Session Isolation and Multi-Session Design

Inside each user container, I separated conversations using session IDs. This allows one user to run multiple conversations without mixing context.

I treated sessions as strict boundaries for memory handling.

  • Recent conversation context stays within a session
  • Older information moves into long-term storage
  • Intra-session and inter-session recall can be evaluated independently

Designing this early made it much easier to reason about memory later. It also mirrors how real AI assistants handle multiple chat threads under one account.

Short-Term Memory with Redis

For short-term memory, I used Redis as an in-memory key-value store. This stores the most recent context that the agent needs right away.

  • Each user and session maps to a unique Redis key
  • The last five conversation turns are stored verbatim
  • Older turns are removed to avoid context growth

Redis worked well because it is fast and simple. It let the agent refer to recent messages without asking users to repeat themselves or re-run tools.

Long-Term Memory with Mem0 and Vector Storage

For long-term memory, I integrated Mem0. This system extracts key facts from conversations and stores them as vector embeddings.

I used long-term memory to store things like:

  • User interests and preferences
  • Important facts referenced across sessions
  • Information that should persist beyond one conversation

When a new request arrives, the agent pulls relevant short-term memory from Redis and related long-term memory from Mem0. Both are added to the prompt in a structured way. This helped the agent stay within token limits while still reasoning with past knowledge.

Memory-Aware Prompting

Instead of sending full conversation history every time, I built a simple memory hierarchy.

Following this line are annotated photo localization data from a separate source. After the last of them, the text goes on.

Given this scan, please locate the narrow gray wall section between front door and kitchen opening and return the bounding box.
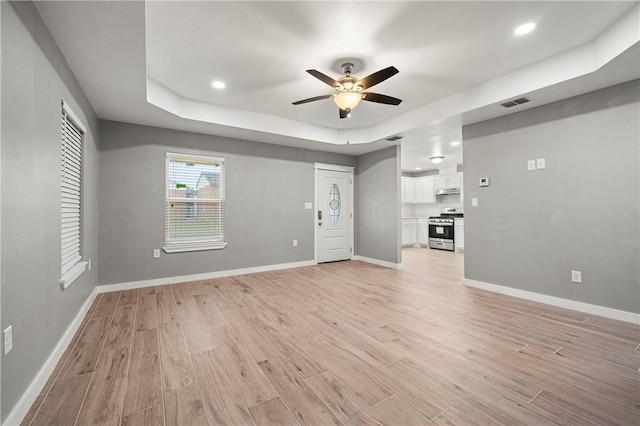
[355,146,402,264]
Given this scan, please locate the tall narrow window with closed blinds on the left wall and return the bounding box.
[60,101,87,289]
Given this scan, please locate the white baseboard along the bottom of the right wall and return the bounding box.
[464,278,640,324]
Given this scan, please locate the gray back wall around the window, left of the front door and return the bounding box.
[98,121,356,284]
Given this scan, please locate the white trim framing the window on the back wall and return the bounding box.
[162,152,227,254]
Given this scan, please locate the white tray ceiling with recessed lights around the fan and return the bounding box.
[36,1,640,171]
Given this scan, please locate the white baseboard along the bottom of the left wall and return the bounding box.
[3,289,98,425]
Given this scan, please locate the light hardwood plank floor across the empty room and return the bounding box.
[23,249,640,425]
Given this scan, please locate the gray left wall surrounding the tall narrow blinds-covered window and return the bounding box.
[0,1,98,421]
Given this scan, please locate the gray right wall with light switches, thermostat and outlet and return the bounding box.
[463,81,640,313]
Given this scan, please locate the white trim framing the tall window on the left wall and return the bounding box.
[59,100,89,290]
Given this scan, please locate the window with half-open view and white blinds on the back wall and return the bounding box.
[164,153,226,253]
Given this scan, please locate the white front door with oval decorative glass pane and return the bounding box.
[315,166,353,263]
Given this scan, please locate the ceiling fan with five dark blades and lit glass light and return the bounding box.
[293,62,402,118]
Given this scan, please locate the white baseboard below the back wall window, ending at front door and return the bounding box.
[96,260,317,293]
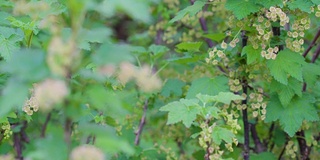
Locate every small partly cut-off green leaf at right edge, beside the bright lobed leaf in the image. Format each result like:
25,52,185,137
302,63,320,87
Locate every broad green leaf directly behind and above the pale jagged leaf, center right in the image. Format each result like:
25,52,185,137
186,76,229,98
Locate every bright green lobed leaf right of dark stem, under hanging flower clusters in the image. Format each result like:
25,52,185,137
267,49,305,85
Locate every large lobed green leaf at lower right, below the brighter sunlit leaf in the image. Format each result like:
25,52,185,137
265,94,319,137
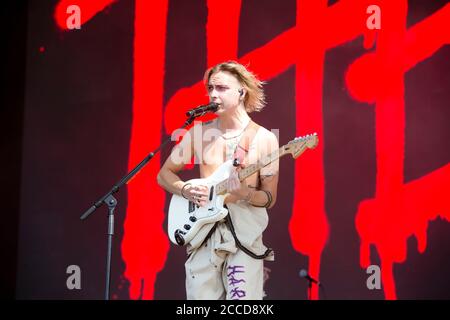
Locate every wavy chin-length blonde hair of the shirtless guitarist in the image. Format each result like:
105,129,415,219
204,61,266,113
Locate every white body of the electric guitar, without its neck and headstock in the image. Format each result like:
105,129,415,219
167,160,233,246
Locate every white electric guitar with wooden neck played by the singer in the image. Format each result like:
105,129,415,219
167,133,319,246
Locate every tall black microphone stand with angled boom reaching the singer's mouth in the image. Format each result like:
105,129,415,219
80,111,206,300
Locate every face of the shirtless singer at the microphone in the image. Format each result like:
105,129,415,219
208,71,241,115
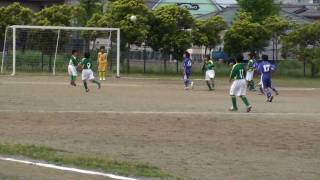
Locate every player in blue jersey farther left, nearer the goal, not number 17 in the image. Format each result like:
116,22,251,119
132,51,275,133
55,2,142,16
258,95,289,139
183,51,193,90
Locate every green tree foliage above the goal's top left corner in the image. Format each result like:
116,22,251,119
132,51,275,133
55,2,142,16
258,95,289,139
0,2,34,39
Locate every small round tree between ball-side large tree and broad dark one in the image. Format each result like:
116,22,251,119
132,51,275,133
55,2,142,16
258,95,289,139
192,16,227,54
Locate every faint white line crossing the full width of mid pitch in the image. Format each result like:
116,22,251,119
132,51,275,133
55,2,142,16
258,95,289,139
0,109,320,116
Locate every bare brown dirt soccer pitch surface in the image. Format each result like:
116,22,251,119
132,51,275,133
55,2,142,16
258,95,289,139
0,76,320,180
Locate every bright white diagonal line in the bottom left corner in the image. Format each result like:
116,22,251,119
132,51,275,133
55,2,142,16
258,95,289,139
0,156,137,180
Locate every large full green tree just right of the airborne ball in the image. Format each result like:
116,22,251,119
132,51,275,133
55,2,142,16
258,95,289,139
149,5,194,72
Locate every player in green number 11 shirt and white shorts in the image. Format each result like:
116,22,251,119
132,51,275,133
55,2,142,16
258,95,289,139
229,54,252,112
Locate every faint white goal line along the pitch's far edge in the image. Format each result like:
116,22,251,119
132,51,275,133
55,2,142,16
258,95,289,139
0,78,320,91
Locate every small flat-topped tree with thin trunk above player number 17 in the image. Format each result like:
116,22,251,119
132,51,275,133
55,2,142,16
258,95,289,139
262,16,290,60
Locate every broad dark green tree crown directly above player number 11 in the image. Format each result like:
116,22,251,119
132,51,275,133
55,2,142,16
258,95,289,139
224,13,270,55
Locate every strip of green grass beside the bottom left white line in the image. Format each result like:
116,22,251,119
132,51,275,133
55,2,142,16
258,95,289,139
0,144,176,179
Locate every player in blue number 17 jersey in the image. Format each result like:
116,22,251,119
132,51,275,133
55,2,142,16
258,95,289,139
258,55,276,102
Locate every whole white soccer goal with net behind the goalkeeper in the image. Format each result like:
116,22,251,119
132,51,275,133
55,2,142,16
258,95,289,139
1,25,120,77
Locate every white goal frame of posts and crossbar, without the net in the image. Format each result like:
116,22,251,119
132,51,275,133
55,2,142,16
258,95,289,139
1,25,120,77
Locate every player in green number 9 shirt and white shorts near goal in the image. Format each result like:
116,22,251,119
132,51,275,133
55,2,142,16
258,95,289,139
80,52,101,92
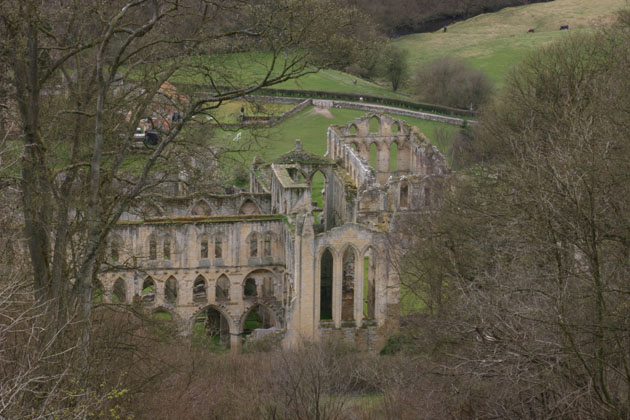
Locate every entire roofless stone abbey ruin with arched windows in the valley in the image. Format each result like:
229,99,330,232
99,114,449,350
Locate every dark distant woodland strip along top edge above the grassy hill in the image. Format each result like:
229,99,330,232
345,0,552,37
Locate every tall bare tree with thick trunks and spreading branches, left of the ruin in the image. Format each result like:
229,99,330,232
0,0,366,348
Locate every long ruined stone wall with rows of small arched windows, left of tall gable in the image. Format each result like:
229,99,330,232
99,216,288,348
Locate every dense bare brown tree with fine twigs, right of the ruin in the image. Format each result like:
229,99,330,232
398,14,630,418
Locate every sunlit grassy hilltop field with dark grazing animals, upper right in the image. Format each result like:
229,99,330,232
394,0,629,86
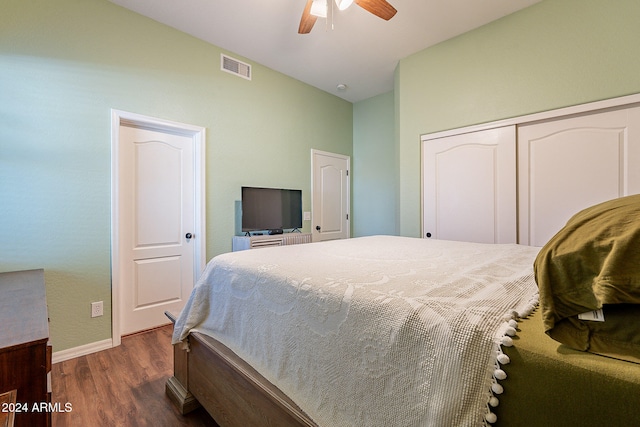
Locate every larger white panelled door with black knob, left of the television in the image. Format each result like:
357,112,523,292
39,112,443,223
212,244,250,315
113,111,204,344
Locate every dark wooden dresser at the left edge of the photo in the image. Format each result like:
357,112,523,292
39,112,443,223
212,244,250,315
0,270,51,427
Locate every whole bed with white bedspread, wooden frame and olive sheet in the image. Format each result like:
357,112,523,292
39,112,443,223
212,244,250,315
167,196,640,427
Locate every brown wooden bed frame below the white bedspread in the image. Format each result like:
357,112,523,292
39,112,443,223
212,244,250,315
165,313,317,427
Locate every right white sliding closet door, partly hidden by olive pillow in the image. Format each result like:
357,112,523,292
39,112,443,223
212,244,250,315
518,107,640,246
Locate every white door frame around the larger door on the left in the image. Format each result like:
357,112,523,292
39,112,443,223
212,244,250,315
111,109,206,347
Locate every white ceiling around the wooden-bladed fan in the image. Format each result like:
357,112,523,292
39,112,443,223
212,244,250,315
110,0,540,102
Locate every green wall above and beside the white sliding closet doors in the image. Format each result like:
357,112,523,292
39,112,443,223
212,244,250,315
395,0,640,236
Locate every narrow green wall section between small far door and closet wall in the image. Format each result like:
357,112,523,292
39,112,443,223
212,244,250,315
351,92,398,237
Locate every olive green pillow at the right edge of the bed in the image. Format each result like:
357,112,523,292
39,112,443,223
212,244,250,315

  • Raw messages for recent context
  • Compressed summaries for older context

This approach reduced repeated searches and clarification questions. It also made the agent’s behavior more consistent. I learned that memory design matters more than prompt length once conversations grow.

Evaluation and Results

I evaluated the system using a 34-request benchmark across multiple users and sessions.

Phase 1 without memory

  • The agent used tools correctly
  • It could not recall earlier context
  • It often asked for clarification
  • It repeated searches for the same facts

Phase 2 with Redis and Mem0

  • Short-term memory recall worked in all tested sessions
  • Long-term memory recall worked for stored user preferences
  • Most memory-dependent queries were answered directly
  • Tool usage dropped because previous results were remembered

Seeing the side-by-side comparison made the value of memory very clear. The agent behaved more naturally and required less user effort.

Cross-User Memory Sharing

I also experimented with optional cross-user memory sharing. A user can choose to share a specific memory with another user. Shared memories are stored with metadata that limits who can access them.

This allowed collaboration while keeping strong isolation. Only explicitly shared facts become visible to others. No other context leaks across users.

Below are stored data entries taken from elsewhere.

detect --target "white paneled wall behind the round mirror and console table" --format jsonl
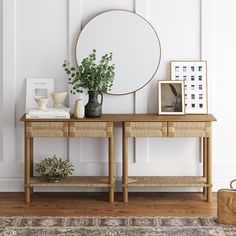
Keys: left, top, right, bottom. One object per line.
{"left": 0, "top": 0, "right": 236, "bottom": 191}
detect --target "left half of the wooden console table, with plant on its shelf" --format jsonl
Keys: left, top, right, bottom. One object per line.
{"left": 20, "top": 116, "right": 114, "bottom": 203}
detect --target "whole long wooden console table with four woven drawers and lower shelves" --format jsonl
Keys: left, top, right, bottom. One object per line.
{"left": 20, "top": 114, "right": 216, "bottom": 203}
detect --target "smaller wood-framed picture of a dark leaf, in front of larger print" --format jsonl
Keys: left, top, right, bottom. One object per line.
{"left": 158, "top": 80, "right": 185, "bottom": 115}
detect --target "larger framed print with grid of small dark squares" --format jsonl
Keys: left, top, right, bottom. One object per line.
{"left": 170, "top": 61, "right": 208, "bottom": 114}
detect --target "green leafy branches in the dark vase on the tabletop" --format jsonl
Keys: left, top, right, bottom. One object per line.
{"left": 63, "top": 49, "right": 115, "bottom": 94}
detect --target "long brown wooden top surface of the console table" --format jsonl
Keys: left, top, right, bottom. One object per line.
{"left": 20, "top": 114, "right": 216, "bottom": 122}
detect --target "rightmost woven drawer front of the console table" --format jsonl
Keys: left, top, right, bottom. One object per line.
{"left": 168, "top": 122, "right": 211, "bottom": 137}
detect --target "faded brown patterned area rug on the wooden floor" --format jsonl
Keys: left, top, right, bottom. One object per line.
{"left": 0, "top": 217, "right": 236, "bottom": 236}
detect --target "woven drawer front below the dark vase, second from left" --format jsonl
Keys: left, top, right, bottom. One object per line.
{"left": 69, "top": 122, "right": 113, "bottom": 137}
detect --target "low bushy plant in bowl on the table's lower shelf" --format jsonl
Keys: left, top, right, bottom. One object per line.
{"left": 36, "top": 155, "right": 74, "bottom": 182}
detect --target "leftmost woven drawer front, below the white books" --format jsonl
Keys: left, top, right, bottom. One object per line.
{"left": 26, "top": 122, "right": 68, "bottom": 137}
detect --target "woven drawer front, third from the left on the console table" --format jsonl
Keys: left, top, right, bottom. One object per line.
{"left": 125, "top": 122, "right": 167, "bottom": 137}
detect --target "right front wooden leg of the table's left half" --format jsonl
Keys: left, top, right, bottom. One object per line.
{"left": 108, "top": 133, "right": 114, "bottom": 202}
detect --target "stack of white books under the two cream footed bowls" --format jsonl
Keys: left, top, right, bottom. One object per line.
{"left": 26, "top": 108, "right": 70, "bottom": 119}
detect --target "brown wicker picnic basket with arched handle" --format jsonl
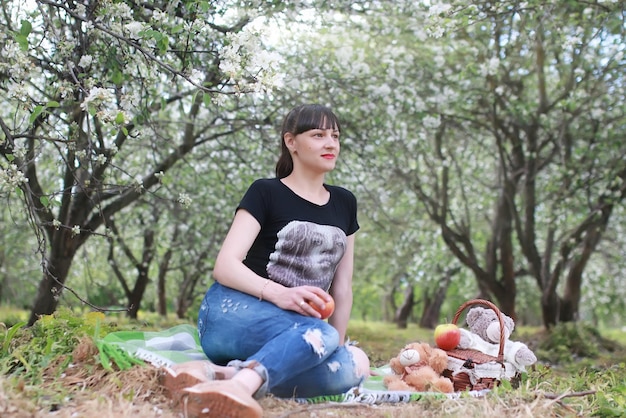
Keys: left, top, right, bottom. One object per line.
{"left": 443, "top": 299, "right": 519, "bottom": 392}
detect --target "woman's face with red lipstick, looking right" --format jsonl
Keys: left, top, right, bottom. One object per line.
{"left": 285, "top": 128, "right": 340, "bottom": 173}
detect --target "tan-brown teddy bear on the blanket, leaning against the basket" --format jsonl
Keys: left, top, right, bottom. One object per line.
{"left": 383, "top": 342, "right": 454, "bottom": 393}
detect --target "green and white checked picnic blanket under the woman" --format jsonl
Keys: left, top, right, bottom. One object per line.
{"left": 98, "top": 324, "right": 489, "bottom": 404}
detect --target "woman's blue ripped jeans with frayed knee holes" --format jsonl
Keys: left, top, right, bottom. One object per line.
{"left": 198, "top": 282, "right": 363, "bottom": 398}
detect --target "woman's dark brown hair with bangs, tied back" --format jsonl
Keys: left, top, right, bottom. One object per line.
{"left": 276, "top": 104, "right": 341, "bottom": 178}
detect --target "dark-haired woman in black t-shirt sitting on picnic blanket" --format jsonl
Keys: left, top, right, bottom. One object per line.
{"left": 164, "top": 105, "right": 369, "bottom": 417}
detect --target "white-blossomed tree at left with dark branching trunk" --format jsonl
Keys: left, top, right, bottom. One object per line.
{"left": 0, "top": 0, "right": 277, "bottom": 323}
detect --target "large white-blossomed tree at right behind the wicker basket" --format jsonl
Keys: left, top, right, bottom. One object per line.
{"left": 274, "top": 0, "right": 626, "bottom": 326}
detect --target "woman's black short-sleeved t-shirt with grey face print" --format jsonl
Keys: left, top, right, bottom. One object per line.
{"left": 237, "top": 178, "right": 359, "bottom": 290}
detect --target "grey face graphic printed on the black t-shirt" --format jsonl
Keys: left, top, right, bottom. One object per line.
{"left": 267, "top": 221, "right": 346, "bottom": 290}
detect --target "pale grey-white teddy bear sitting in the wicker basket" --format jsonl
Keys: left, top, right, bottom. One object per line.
{"left": 457, "top": 307, "right": 537, "bottom": 372}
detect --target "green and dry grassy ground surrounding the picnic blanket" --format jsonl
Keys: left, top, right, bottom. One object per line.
{"left": 0, "top": 311, "right": 626, "bottom": 418}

Scalability and Resource Management

I designed the system to scale cleanly.

  • The EC2 instance can be upgraded for vertical scaling
  • Multiple dispatcher nodes can be added for horizontal scaling
  • Containers can be given CPU and memory limits
  • Inactive containers can be cleaned up to free resources

Redis stays ephemeral while long-term memory lives outside the core system. This keeps the agent stack stateless and easier to manage.

What I Learned

This project changed how I think about AI agents.

  • Agents are systems, not just prompts
  • Memory needs structure and limits
  • Containers are a practical way to isolate users
  • Latency, cost, and memory quality trade off against each other
  • Reproducible infrastructure matters as much as model choice

The biggest takeaway was that persistent memory is not optional for serious agents. Without it, even strong models lose coherence quickly. With it, agents feel more reliable, personal, and useful.